Les manifestations "#EndSARS" contre les violences policières qui ont secoué le Nigeria le mois dernier ont suscité une riposte brutale de la part des autorités, selon une enquête en profondeur de la chaîne américaine CNN dont les conclusions ont été publiées mercredi.

L’équipe de CNN a mené une enquête multidisciplinaire qui inclut des analyses balistiques, la cartographie et la géolocalisation, des enregistrements vidéo et des déclarations de témoins oculaires qui se sont exprimés devant un panel chargé d'enquêter sur les morts qui ont découlé de ces manifestations.

Le dossier de CNN se penche sur les morts du péage de Lekki, quartier relativement affluent de Lagos, devenu point focal des manifestations.

CNN commence par le cas d'Elisha Sunday Ibanga, la vingtaine, sœur d'un des jeunes qui étaient allés protester. Le 21 octobre, Elisha répond à un appel téléphonique du numéro de son frère aîné. A l'autre bout de la ligne, un inconnu lui annonce que son frère, Victor, a été abattu au péage.

"La personne m'a dit que la police avait emporté son corps", relate la jeune femme.

Selon CNN, les Ibanga sont l'une des nombreuses familles qui n'ont pas encore retrouvé les corps de leurs proches disparus.

Amnesty International a recensé 56 morts dans l'ensemble du pays en deux semaines de manifestations. L'ONG a demandé "l'ouverture immédiate d'une enquête indépendante".

Une manifestante tient une pancarte lors d'une manifestation contre les brutalités policières à Lagos, au Nigeria, le 17 octobre 2020.
Une manifestante tient une pancarte lors d'une manifestation contre les brutalités policières à Lagos, au Nigeria, le 17 octobre 2020.

L'enquête de CNN intervient deux semaines après une investigation similaire menée par le quotidien Premium Times, qui a livré ses conclusions le 31 octobre.

Le journal s'attarde sur le témoignage d'une Disc Jockey populaire, DJ Switch, qui avait diffusé les tirs sur les manifestants en direct sur Instagram. Elle affirme que les soldats ont par la suite emmené les morts et que des policiers sont arrivés plus tard pour nettoyer les lieux.

Après avoir nié l'usage de la force mortelle, les autorités ont finalement admis qu’il y a eu des morts par balles.

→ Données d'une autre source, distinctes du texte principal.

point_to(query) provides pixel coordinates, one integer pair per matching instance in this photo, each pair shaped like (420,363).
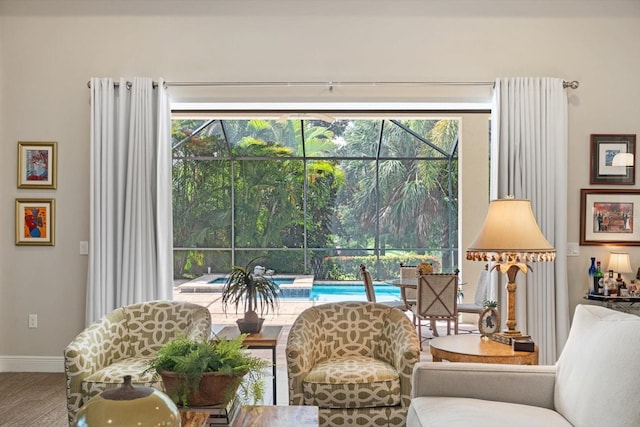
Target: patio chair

Beaucoup de questions autour de ce qui s'est passé dans la nuit du 20 au 21 octobre restent sans réponse.

Qui a donné l’ordre de déployer l’armée ? Qui a autorisé les militaires à tirer à balles réelles ? Où sont les corps des autres victimes ? Qu’en est-il des disparus ?

L'armée a déclaré que c'était le gouverneur de Lagos, Babajide Olusola Sanwo-Olu, qui avait appelé les soldats sur les lieux parce que la police était débordée. Mais le gouverneur nie cette version des faits, insistant sur le fait qu'il n'a pas l’autorité de mobiliser l'armée.

Le dossier de CNN a ravivé des blessures qui n'avaient pas encore cicatrisé : des milliers de Nigérians ont tweeté les hashtags #Lekkimassacre et #EndSARS tout au long de la journée de mercredi.